ELISA-Peptide Assay Protocol

A. Solutions and Reagents

1. Carbonate Buffer: 15 mM Na₂CO₃, 35 mM NaHCO₃, 0.2 g/L NaN₃ (pH 9.6). Use 1 μM synthetic peptide in carbonate buffer.
2. 10X Phosphate Buffered Saline (PBS): To prepare 1 L add 80 g sodium chloride (NaCl), 2 g potassium chloride (KCl), 14.4 g sodium phosphate, dibasic (Na₂HPO₄) and 2.4 g potassium phosphate, monobasic (KH₂PO₄) to 1 L dH₂O. Adjust pH to 7.4.
3. Wash Buffer: 1X PBS containing 0.05% Tween 20 (PBST)
4. Blocking Buffer: 10 mg/ml bovine serum albumin (BSA) in PBST
5. Antibody Dilution Buffer: 3% BSA in PBST
6. DELFIA Europium-labeled Anti-mouse IgG for mouse primary antibodies or Anti-rabbit IgG (PerkinElmer Life Sciences #AD0124) for rabbit primary antibodies.
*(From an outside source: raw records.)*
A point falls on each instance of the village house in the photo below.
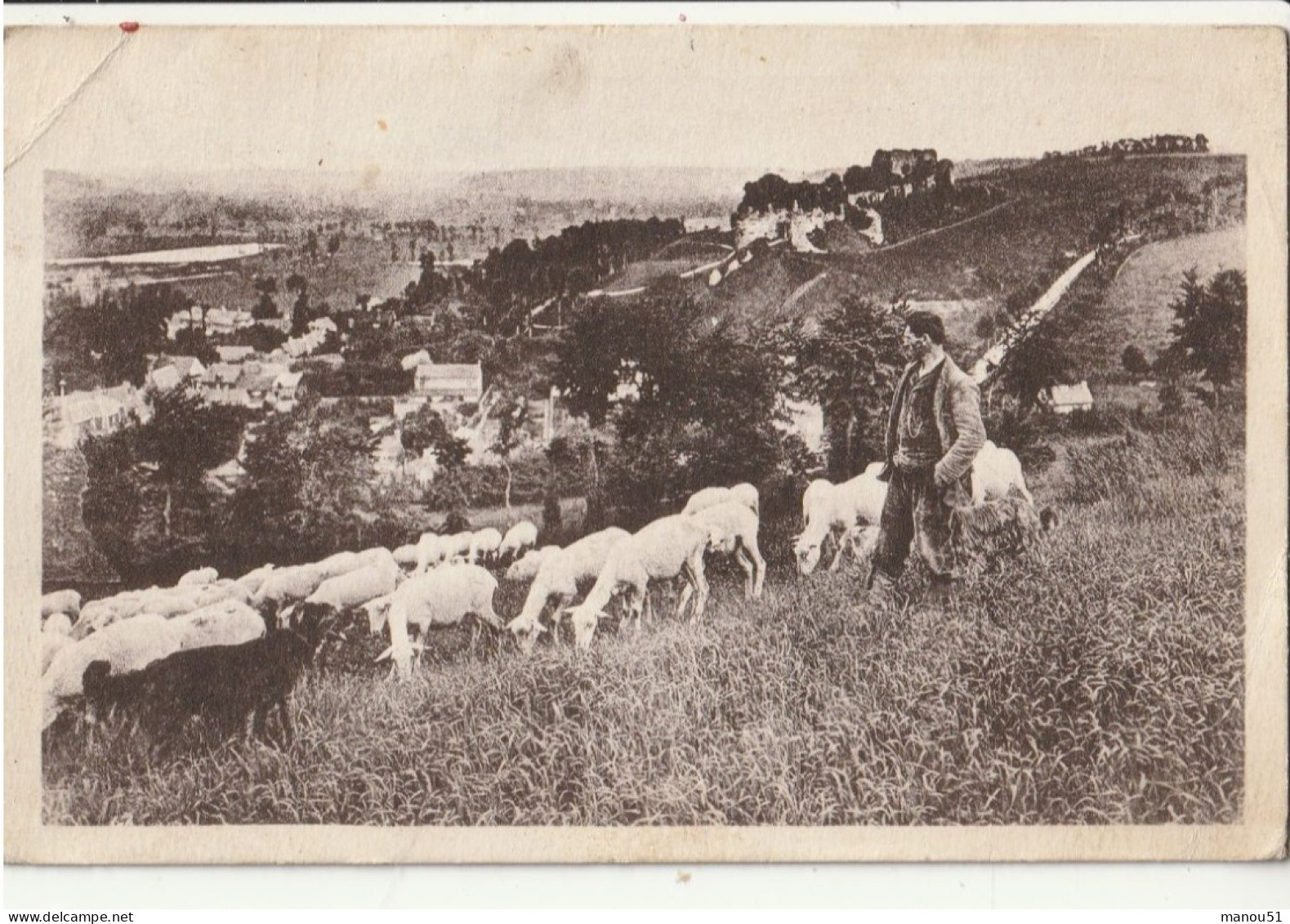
(169, 372)
(96, 413)
(449, 382)
(1063, 399)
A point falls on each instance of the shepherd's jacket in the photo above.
(957, 411)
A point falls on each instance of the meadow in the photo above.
(1098, 681)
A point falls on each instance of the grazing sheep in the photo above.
(517, 538)
(51, 643)
(229, 623)
(198, 577)
(484, 545)
(223, 684)
(252, 580)
(60, 601)
(407, 556)
(431, 549)
(527, 567)
(710, 497)
(287, 585)
(354, 589)
(987, 531)
(337, 565)
(738, 527)
(668, 547)
(830, 510)
(557, 574)
(995, 472)
(127, 645)
(438, 598)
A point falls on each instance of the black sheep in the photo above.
(223, 684)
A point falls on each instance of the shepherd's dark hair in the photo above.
(925, 323)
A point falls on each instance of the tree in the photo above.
(1031, 367)
(1136, 362)
(266, 306)
(512, 413)
(425, 429)
(1209, 327)
(181, 440)
(849, 364)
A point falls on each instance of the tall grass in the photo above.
(1098, 681)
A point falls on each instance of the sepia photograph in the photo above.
(648, 442)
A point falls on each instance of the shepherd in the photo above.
(934, 431)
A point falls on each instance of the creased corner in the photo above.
(66, 102)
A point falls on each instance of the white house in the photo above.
(1062, 399)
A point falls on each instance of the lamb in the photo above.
(438, 598)
(223, 684)
(127, 645)
(667, 547)
(198, 577)
(557, 574)
(527, 567)
(738, 525)
(742, 493)
(828, 510)
(60, 601)
(517, 538)
(484, 545)
(229, 623)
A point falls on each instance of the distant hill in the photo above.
(1053, 213)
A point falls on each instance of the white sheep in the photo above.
(993, 472)
(431, 549)
(557, 574)
(407, 556)
(60, 623)
(832, 509)
(199, 576)
(60, 601)
(517, 538)
(127, 645)
(668, 547)
(352, 589)
(525, 568)
(743, 493)
(484, 545)
(252, 580)
(738, 525)
(229, 623)
(336, 565)
(51, 643)
(287, 585)
(439, 598)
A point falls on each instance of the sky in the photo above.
(396, 100)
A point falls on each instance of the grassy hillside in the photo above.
(1096, 683)
(1136, 305)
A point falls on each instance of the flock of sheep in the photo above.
(231, 649)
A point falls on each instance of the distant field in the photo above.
(1136, 306)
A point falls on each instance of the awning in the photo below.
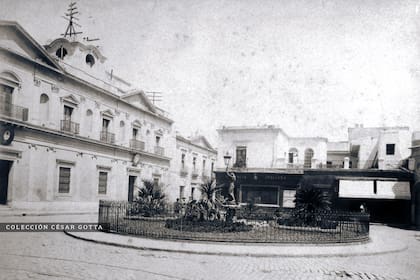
(367, 189)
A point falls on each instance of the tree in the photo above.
(208, 206)
(311, 199)
(151, 199)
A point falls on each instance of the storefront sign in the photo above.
(288, 198)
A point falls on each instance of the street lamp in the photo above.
(227, 158)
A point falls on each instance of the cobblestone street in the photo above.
(58, 256)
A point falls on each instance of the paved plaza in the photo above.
(55, 255)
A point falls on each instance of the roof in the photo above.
(52, 64)
(42, 52)
(198, 141)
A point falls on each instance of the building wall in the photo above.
(269, 147)
(318, 145)
(261, 146)
(373, 141)
(41, 145)
(184, 175)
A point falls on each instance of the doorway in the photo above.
(131, 183)
(4, 179)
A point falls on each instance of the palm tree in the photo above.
(208, 206)
(151, 199)
(310, 199)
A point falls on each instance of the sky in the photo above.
(313, 68)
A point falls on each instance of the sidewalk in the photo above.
(6, 211)
(383, 240)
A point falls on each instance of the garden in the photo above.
(210, 218)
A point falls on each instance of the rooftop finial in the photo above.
(70, 30)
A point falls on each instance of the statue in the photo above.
(231, 189)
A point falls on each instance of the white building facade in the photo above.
(72, 131)
(192, 166)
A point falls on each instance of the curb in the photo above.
(249, 252)
(24, 214)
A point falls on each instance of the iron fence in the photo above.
(283, 226)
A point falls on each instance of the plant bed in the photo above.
(206, 226)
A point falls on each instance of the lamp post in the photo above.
(227, 158)
(232, 177)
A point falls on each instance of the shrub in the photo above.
(206, 226)
(209, 205)
(150, 201)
7. DELFIA Enhancement Solution (PerkinElmer Life Sciences #1244-105)

B. Protocol

1. Coat the wells of a 96-well microtiter plate with 100 μl of 1 μM synthetic peptide in carbonate buffer by incubating overnight at 4°C or for 2 to 6 hours at 37°C. If the peptide does not bind or absorb, try other buffers in the pH 4–8 range.
2. Wash plate three times 200 μl/well with wash buffer.
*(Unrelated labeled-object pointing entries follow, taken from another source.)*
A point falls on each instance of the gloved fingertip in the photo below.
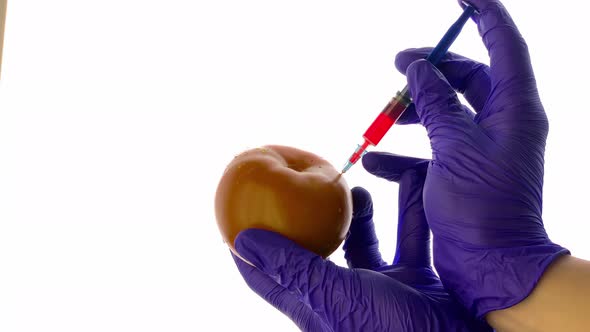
(404, 58)
(371, 162)
(417, 69)
(248, 245)
(362, 204)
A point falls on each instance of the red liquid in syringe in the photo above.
(380, 126)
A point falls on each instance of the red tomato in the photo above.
(283, 189)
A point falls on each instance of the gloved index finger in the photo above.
(466, 76)
(508, 51)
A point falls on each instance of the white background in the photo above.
(117, 118)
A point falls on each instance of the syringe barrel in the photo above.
(387, 117)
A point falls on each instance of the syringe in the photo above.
(402, 100)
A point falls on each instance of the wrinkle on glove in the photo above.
(484, 185)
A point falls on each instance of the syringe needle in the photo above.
(401, 101)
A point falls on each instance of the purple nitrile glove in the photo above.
(483, 192)
(318, 295)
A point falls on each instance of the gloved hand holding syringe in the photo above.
(402, 100)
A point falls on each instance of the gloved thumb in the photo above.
(437, 104)
(300, 271)
(391, 166)
(361, 247)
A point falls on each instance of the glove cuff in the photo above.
(485, 280)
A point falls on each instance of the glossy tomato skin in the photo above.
(287, 190)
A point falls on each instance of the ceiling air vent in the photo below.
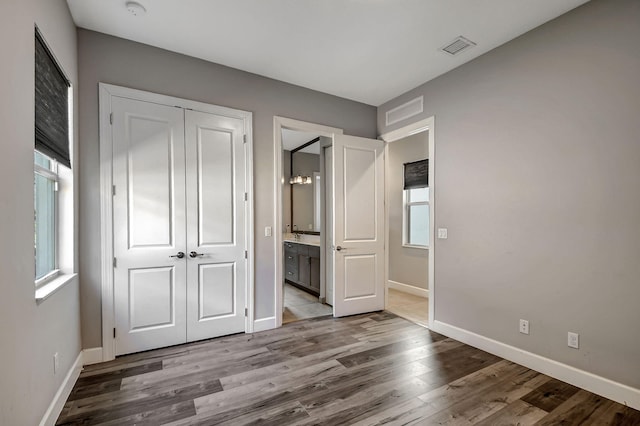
(458, 45)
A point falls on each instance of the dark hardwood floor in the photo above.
(362, 370)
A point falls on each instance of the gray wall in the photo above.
(407, 265)
(112, 60)
(30, 333)
(304, 164)
(537, 178)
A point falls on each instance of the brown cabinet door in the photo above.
(315, 273)
(304, 271)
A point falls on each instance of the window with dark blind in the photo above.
(51, 105)
(416, 174)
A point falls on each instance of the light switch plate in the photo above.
(573, 340)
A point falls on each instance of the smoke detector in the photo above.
(135, 8)
(458, 45)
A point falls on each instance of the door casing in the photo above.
(427, 124)
(106, 91)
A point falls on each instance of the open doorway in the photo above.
(410, 222)
(300, 296)
(304, 286)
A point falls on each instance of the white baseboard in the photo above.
(406, 288)
(91, 356)
(599, 385)
(264, 324)
(55, 408)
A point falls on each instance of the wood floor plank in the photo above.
(550, 395)
(483, 403)
(583, 407)
(516, 413)
(369, 369)
(100, 415)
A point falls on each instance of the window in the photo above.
(45, 202)
(416, 217)
(52, 163)
(416, 204)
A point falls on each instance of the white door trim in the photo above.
(280, 123)
(403, 132)
(106, 199)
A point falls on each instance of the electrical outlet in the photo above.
(573, 340)
(442, 233)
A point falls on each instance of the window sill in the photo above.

3. Block plate with 200 μl/well blocking buffer for 1 hour at 37°C. Wash plate three times with wash buffer. (May leave dry plate at 4°C for 1–2 months if desired.)
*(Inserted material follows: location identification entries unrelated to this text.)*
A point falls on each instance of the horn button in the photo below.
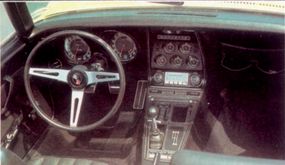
(77, 79)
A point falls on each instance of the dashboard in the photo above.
(174, 56)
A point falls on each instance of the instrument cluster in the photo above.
(176, 52)
(79, 51)
(176, 55)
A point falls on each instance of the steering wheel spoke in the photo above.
(54, 74)
(76, 104)
(96, 77)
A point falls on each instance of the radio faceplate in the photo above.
(177, 79)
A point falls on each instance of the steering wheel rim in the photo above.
(109, 51)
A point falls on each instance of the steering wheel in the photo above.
(78, 78)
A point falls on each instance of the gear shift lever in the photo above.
(156, 137)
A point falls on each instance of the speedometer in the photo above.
(124, 46)
(77, 50)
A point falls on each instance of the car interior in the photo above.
(150, 87)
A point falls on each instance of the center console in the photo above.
(176, 87)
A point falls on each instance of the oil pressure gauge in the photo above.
(124, 46)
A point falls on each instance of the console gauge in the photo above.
(193, 61)
(161, 60)
(169, 47)
(77, 50)
(176, 60)
(186, 48)
(124, 46)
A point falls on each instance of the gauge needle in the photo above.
(123, 47)
(76, 52)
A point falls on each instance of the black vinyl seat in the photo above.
(10, 158)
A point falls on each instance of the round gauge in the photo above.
(169, 47)
(176, 60)
(186, 48)
(124, 46)
(161, 60)
(195, 79)
(56, 64)
(193, 61)
(76, 50)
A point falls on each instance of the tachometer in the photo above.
(77, 50)
(124, 46)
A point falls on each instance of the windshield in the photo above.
(5, 23)
(43, 10)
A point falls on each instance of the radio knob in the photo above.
(195, 79)
(177, 61)
(193, 61)
(161, 60)
(158, 77)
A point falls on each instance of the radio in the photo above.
(179, 79)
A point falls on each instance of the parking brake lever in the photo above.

4. Prepare appropriate dilution of primary antibody with antibody dilution buffer. Add 100 μl to wells and incubate at 37°C for 1 hour.
5. Wash three times with wash buffer.
6. Add 67 ng/well DELFIA Europium-labeled Anti-mouse IgG, diluted in 100 μl/well antibody dilution buffer. Incubate at 37°C for 30 minutes.
7. Wash five times with wash buffer.
8. Add 100 μl enhancement solution and incubate at 37°C for 15 minutes. Read plate at 615 nm with an appropriate time-resolved plate reader.